Berlin : Klinik-GmbH: Schnelle Gründung unwahrscheinlich

ry/za

Die Gründung der Berliner Krankenhaus-GmbH zum 1. Januar 2001 wird immer unwahrscheinlicher. Die CDU-Fraktion im Abgeordnetenhaus sei weiterhin nicht gewillt, dem von Gesundheitssenatorin Gabriele Schöttler (SPD) vorgelegten Entwurf zum Unternehmensgesetz am 26. Oktober im Abgeordnetenhaus zuzustimmen, sagte gestern der haushaltspolitische Sprecher der CDU-Fraktion, Alexander Kaczmarek. Nach wie vor nicht geklärt seien die Grundstücksfrage und die Dezentralisierung der Kompetenzen für Budget und Personal.

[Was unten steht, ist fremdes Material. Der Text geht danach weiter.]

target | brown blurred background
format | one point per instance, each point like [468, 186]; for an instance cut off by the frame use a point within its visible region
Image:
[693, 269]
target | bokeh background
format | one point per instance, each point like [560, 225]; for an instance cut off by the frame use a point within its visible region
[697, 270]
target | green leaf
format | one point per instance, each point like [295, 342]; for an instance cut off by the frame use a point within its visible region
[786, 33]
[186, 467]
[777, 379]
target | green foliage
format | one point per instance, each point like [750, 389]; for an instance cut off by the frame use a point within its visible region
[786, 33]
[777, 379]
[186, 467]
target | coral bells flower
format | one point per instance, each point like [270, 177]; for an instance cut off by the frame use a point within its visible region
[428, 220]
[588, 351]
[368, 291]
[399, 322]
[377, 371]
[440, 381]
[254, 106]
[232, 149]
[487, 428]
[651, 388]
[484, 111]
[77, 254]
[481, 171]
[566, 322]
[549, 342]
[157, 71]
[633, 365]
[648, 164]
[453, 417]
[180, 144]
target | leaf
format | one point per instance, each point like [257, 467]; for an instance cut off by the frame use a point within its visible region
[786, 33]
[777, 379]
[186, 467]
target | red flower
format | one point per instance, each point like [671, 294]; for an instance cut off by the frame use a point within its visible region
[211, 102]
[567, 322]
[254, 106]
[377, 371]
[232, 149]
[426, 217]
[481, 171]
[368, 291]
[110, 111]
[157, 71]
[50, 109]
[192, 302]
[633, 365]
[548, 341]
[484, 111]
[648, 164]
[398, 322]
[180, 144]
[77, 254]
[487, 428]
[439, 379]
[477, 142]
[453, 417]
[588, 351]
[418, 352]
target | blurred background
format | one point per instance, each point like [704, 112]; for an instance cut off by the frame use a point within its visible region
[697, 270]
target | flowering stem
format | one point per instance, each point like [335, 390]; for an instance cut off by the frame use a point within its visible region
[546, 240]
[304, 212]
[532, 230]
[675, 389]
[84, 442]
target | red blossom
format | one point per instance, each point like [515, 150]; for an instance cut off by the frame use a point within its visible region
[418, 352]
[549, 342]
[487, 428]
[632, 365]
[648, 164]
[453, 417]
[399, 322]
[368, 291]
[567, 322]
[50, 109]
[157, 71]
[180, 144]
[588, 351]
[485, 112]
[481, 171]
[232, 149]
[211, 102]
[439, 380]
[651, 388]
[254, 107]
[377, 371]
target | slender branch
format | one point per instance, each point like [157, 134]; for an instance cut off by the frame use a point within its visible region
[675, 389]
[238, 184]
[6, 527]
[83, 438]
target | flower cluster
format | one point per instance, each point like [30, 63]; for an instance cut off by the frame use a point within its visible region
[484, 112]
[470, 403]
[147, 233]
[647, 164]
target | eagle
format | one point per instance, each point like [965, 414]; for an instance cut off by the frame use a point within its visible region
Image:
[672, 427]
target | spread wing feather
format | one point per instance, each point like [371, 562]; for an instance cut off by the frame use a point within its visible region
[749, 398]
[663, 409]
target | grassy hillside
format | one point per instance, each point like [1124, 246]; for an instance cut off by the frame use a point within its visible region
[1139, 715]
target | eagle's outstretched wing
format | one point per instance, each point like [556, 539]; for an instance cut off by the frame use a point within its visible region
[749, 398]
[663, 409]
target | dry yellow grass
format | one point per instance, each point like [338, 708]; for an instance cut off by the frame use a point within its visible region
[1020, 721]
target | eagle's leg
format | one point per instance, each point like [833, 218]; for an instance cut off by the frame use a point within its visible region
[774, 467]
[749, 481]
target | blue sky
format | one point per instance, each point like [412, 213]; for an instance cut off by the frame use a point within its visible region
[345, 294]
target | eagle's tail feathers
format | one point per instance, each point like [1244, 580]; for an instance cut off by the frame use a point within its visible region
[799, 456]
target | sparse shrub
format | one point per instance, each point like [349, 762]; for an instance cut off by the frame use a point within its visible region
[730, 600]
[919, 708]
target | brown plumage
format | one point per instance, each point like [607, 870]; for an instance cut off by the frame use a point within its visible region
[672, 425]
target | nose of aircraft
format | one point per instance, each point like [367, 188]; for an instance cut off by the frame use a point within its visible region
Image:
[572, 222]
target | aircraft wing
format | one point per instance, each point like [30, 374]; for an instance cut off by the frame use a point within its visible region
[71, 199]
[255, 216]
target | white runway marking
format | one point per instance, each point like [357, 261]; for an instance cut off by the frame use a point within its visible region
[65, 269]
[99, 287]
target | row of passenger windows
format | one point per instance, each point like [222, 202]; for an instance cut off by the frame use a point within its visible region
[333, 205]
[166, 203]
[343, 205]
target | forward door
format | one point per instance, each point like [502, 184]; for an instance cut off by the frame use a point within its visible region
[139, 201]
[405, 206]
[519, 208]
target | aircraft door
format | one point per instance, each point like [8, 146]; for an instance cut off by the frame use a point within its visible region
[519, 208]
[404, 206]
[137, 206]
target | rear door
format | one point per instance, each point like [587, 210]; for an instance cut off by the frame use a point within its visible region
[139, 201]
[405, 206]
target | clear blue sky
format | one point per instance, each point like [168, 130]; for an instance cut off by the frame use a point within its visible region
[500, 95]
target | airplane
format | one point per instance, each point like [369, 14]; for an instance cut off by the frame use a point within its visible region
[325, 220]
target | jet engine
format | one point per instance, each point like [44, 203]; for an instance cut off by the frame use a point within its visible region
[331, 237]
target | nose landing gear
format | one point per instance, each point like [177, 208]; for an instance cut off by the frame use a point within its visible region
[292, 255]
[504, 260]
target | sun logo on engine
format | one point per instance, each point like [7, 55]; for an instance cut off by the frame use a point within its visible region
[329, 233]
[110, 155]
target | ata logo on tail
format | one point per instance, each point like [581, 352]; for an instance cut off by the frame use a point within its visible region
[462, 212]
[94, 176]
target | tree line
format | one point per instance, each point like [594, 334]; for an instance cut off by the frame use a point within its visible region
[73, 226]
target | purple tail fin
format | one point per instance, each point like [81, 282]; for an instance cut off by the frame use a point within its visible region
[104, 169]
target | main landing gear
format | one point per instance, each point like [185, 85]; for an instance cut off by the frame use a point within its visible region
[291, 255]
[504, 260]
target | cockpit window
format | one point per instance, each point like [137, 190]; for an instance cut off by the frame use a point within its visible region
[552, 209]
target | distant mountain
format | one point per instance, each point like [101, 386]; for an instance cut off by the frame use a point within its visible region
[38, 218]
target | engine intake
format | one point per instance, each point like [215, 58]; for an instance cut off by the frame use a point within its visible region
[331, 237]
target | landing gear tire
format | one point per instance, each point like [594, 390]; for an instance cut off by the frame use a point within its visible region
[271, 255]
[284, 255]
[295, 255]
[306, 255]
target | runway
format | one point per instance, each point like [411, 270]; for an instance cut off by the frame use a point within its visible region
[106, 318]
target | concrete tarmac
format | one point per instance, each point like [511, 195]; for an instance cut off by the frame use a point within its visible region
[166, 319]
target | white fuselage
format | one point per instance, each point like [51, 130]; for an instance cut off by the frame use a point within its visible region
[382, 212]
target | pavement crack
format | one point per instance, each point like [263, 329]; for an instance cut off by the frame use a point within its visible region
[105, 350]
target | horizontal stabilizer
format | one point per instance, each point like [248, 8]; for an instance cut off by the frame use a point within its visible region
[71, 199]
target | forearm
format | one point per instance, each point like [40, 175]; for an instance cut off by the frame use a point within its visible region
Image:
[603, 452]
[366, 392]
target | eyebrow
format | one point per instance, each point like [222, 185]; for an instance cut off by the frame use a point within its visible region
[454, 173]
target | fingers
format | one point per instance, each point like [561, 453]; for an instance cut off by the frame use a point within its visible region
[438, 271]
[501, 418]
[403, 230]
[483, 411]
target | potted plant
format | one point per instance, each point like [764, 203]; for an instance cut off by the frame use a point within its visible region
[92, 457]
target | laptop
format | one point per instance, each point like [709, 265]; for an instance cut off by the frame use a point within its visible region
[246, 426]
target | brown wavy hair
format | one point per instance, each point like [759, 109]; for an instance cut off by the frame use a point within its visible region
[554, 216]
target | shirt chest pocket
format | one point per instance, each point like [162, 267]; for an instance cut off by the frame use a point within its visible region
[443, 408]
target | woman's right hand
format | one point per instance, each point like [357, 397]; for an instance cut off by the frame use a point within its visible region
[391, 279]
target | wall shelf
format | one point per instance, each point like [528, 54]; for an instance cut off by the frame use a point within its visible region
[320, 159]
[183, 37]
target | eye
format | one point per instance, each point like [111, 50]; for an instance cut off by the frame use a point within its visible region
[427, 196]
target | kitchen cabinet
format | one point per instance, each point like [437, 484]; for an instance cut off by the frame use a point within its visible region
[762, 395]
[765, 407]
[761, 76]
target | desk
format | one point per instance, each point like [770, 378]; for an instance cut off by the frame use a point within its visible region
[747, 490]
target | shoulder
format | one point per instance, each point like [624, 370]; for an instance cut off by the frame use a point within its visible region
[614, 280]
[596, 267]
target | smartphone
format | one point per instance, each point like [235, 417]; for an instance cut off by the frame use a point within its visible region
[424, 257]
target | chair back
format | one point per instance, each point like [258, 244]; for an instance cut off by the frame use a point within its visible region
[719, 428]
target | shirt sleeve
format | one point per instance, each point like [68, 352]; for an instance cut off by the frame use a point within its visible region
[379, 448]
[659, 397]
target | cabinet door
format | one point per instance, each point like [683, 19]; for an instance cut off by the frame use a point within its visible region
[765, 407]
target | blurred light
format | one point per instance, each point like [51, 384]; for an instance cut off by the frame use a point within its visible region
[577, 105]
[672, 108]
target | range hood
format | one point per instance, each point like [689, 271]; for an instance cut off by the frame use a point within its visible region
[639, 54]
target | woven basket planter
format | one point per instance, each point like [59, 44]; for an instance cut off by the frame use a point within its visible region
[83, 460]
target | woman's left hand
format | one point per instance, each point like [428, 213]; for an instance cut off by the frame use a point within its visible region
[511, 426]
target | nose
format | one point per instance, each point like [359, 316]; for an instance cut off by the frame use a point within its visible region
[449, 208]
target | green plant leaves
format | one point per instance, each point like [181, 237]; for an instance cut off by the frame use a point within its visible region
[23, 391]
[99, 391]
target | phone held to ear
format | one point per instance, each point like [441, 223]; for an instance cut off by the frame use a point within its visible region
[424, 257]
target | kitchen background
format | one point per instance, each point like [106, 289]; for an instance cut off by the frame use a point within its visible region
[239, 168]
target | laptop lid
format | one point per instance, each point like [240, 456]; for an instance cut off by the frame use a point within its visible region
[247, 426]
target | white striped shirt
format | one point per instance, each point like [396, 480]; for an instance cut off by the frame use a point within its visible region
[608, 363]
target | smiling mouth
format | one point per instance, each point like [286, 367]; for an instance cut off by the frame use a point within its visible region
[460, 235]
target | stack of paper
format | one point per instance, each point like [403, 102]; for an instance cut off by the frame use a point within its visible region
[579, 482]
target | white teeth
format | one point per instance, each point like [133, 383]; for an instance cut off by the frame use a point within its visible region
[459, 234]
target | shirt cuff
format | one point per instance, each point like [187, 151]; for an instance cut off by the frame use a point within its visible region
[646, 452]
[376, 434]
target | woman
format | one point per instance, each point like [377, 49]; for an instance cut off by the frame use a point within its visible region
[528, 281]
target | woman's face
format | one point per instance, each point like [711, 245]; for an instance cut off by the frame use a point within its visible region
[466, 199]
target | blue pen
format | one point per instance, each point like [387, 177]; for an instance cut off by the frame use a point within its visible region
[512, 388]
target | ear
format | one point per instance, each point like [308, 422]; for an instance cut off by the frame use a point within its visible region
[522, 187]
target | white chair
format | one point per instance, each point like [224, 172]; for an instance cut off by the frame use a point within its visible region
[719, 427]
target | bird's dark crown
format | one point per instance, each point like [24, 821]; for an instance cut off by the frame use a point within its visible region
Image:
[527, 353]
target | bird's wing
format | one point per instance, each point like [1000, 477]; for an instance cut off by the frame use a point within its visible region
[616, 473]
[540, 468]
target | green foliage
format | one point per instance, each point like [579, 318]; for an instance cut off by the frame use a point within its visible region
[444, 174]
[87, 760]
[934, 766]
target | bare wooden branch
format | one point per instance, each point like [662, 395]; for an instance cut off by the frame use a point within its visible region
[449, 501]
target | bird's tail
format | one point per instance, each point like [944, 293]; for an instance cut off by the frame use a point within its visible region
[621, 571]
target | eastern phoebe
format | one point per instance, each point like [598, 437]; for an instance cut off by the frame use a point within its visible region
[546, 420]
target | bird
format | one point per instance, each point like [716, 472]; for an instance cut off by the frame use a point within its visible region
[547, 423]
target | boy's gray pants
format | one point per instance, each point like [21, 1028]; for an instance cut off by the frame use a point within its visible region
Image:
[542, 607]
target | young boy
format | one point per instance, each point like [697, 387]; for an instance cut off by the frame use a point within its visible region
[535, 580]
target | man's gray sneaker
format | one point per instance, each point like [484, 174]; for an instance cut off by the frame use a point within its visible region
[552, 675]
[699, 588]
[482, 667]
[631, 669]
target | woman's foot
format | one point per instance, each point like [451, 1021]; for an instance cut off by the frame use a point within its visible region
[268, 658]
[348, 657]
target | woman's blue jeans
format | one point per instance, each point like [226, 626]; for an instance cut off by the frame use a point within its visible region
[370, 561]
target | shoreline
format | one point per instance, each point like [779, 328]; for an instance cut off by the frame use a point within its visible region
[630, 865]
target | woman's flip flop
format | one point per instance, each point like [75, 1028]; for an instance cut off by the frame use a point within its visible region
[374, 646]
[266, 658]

Sollen die nicht betriebsnotwendigen Grundstücke der GmbH zur Entschuldung übertragen oder besser vom Land selbst verkauft werden, um die Krankenhäuser vor der Gründung der GmbH zu entschulden? Kann die Teilautonomie der einzelnen Häuser womöglich in einer GmbH rechtlich gar nicht gewahrt werden, sondern nur in einer Holding aus Einzel-GmbHs? Die Informationspolitik von Schöttler zu diesen Fragen sei "zweifelhaft", klagt Kaczmarek.

Die Kritik aus der CDU deckt sich weitgehend mit der des grünen Gesundheitsexperten Bernd Köppl. Die CDU-Fraktion habe ihn um Entwürfe für Änderungsanträge zum Unternehmensgesetz gebeten, sagt Köppl. In dem Papier schlägt er vor, wie Grunderwerbssteuern in Höhe von rund 60 Millionen Mark zu verhindern wären. Anstatt die Grundstücke und Gebäude grundbuchmäßig an die GmbH zu übertragen, könnte das Land sie der Gesellschaft nur zur Verfügung stellen. Darüber hinaus bringt auch Köppl das Holding-Modell wieder ins Spiel.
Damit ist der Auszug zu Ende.